We are pleased to announce that following years of dealing with out-of-date technology and increasing competition, the BioNews website and the free BioNews by email service have been overhauled. We will still have the same high quality content with which you are familiar but the new website and newsletter will allow the editorial team - Dr Jess Buxton, Dr Kirsty Horsey and Ailsa Stevens - greater flexibility in terms of style, content, layout and presentation.
As a BioNews subscriber you should have received an email on Thursday 23 July providing you with your login details for the new website (if you did not receive this email, please email sstarr@progress.org.uk for help). If you have not logged in to change your settings then you will be reading the default HTML alert version of BioNews by email. If you wish to receive either the HTML abstract version or the plain text version, please log in at www.bionews.org.uk and click on the big blue button in the top right corner of the page. The new website also has an RSS feed - something which was requested by the subscribers who responded to our survey last year.
The new BioNews website went live on Thursday 24 July and lots of you have already looked at it. The website contains the BioNews archive which we hope is now easier to search and with better results. Because of different technology now underpinning the site, the news items and comment pieces are now capable of being picked up by Google and other search engines, so we hope that many new readers will find us that way, something which is important for our long term future. Another exciting feature we have added is the ability (when registered and logged in) to read and post comments on our articles - we hope that this will stimulate discussion on the issues we cover. Please join the debate! Your views will help us to identify 'hot topics' and to shape our public engagement programme.
The new events section of the website already lists 100 events related to assisted conception, genetics, stem cell research and embryology. You can find events either by looking at them by date or by organiser. We started reviewing books some time ago as we believed this to be of interest to our readers - but didn't really have anywhere appropriate on the old site to house these. There is now a reviews section of the website and the newsletter which we would very much like to expand - all suggestions welcome! You will see that we have branched out from books already: this week's review section contains a film review by Nisha Satkunarajah.

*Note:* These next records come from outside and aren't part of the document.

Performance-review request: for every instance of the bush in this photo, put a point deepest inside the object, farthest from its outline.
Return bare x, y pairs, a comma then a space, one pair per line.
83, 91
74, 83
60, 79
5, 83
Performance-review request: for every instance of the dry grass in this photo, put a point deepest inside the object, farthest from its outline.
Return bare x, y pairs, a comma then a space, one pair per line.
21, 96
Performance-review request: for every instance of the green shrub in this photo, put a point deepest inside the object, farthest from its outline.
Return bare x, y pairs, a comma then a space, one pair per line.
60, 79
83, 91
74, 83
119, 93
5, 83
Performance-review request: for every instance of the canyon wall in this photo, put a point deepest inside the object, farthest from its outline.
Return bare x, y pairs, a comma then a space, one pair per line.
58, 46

At the end of the day we are still a small charity and, despite the generous help we have received, still need to make BioNews pay for itself. With this in mind, we can now carry advertisements which should help us to bring in some extra revenue - would you like to be the first to advertise? Please contact me to find out more. Our jobs and opportunities section will now be listed on the BioNews website as well as in BioNews by email - for the same price - so remember BioNews as the place to advertise when you have a vacancy. The new website also allows you to generate funds for the Progress Educational Trust (PET), by clicking through to either Amazon UK or Amazon US every time you buy a book or film we review or feature. In fact, if you click through the link in the right hand bar 'in association with Amazon' every time you make a purchase for anything from Amazon we will benefit whatever you buy.
We are continuing to develop and add features to the new BioNews website and newsletter throughout 2009, and we can do an even better job of this with your input. Please contact us and let us know what you think of the new website, if you encounter any problems or difficulties with it, and if you have any suggestions for how it might be improved. Thanks to all of you have already sent feedback to us and - please - keep it coming!
Finally - none of this would have been possible without constant positive feedback and encouragement from our subscribers, generous support from the UK Government's Department of Health and Wellcome Trust, technical assistance from Face to Face and Thunder Design or a grand job steering it all and overseeing the relaunch from Sandy Starr - we at BioNews are very grateful to them all.